El buen (salvaje) latino

Una imagen de 'Dora y la ciudad perdida'.

Una imagen de 'Dora y la ciudad perdida'.

Mientras la Amazonia arde sin consuelo y el ceporro de Trump persigue y encarcela a los inmigrantes en Estados Unidos, Dora y la ciudad perdida llega para celebrar en sus blancas aventuras autorizadas al buen latino feliz e integrado y a la jungla salvaje como desgastado territorio mítico para la fantasía arqueológica de la mano de la intrépida preadolescente (Isabela Moner, todo encanto prefabricado) popularizada por la conocida serie de animación Dora la exploradora, en antena desde el año 2000 en el canal Nickelodeón.

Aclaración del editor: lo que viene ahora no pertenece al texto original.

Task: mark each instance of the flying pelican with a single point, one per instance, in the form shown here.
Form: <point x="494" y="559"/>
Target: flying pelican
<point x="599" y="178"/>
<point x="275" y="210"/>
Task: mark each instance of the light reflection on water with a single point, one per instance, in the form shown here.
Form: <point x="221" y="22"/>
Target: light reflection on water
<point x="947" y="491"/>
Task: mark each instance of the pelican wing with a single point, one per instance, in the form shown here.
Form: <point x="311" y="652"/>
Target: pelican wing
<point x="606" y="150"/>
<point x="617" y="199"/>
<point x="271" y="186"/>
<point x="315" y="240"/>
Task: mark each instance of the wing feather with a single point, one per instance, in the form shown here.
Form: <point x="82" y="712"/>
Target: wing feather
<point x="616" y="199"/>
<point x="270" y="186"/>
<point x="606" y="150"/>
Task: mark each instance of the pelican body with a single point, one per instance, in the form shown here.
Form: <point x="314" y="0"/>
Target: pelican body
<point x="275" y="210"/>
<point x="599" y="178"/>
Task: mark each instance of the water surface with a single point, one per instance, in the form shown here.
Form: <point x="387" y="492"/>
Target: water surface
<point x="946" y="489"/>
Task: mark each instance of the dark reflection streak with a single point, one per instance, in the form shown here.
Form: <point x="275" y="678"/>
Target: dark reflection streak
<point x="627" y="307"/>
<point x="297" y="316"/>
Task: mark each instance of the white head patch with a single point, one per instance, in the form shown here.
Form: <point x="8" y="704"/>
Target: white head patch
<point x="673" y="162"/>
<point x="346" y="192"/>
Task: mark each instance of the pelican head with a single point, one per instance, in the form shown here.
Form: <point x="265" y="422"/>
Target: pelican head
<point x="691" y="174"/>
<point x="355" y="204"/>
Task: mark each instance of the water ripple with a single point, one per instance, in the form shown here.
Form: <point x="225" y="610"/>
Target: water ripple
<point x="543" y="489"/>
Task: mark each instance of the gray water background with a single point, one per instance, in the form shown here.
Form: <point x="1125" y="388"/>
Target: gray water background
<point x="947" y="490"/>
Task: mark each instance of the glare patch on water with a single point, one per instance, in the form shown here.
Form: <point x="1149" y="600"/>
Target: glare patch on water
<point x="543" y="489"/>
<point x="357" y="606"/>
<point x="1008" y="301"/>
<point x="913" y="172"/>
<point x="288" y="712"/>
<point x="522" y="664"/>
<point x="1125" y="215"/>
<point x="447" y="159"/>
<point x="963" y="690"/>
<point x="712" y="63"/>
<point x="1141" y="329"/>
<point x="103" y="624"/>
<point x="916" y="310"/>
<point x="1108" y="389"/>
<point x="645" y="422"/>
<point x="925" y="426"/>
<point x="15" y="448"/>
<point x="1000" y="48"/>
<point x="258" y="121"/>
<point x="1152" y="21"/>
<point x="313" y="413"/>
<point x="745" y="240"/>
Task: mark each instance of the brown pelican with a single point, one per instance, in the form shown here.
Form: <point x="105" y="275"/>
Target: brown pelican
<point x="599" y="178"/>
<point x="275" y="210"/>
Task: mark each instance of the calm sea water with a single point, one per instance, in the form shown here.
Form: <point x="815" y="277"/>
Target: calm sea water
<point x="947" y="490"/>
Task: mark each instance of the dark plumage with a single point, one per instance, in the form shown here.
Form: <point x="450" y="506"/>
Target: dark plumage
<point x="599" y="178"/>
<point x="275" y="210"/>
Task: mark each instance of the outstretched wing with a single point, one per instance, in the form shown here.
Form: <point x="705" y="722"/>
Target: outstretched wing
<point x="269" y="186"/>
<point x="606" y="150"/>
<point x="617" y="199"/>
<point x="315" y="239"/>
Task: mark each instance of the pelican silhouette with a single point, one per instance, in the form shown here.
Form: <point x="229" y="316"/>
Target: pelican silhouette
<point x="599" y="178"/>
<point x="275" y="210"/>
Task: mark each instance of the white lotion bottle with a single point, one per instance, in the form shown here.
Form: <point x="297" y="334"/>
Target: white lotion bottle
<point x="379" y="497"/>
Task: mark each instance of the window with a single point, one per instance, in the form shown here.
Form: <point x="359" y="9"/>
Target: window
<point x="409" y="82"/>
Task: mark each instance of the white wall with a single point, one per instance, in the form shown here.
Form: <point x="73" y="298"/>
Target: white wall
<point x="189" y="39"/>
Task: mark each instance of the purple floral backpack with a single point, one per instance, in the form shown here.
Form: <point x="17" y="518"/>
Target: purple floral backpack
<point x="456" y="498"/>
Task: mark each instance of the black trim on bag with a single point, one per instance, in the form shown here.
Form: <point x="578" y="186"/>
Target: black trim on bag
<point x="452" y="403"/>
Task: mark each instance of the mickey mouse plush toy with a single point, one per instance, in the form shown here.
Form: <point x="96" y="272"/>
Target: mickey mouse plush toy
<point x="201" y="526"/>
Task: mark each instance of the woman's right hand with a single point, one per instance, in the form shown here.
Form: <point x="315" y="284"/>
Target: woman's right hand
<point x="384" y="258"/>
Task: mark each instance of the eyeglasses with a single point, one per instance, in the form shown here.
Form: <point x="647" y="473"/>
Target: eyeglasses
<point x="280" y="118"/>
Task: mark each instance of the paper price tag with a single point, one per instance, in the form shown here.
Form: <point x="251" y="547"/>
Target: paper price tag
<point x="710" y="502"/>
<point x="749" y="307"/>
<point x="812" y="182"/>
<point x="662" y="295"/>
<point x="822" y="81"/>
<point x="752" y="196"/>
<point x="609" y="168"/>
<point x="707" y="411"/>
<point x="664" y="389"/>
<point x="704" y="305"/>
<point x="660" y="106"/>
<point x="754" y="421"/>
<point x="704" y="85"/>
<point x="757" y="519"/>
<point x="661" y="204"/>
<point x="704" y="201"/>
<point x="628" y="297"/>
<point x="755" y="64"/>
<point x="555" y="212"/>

Avalada por el propio canal televisivo, Paramount y Walden Media, ese nuevo estudio dedicado al cine familiar y de valores (cristianos), Dora y la ciudad perdida se entrega a su candidez para infantes inocentes y puros a los que Indiana Jones aún les viene grande de talla, para desplegar su inocuo mensaje aventurero y ecologista (no es lo mismo un explorador que un cazador de tesoros ni hay jungla más impenetrable que el instituto) entre imaginería saturada de colores chillones (¡de Aguirresarobe!) y animalitos digitales en la búsqueda de la ciudad inca de Parapata y la recomposición del núcleo familiar (Michael Peña y Eva Longoria bajando el listón) desmembrado por unos malencarados antagonistas de tebeo y serie B con su correspondiente sesgo racial.    

Todo ello servido entre canciones pop para secuencias de montaje videoclip, azúcar bajo en calorías y un intenso aroma neocolonial que los niños no llegarán a oler parapetados tras su paquete de palomitas.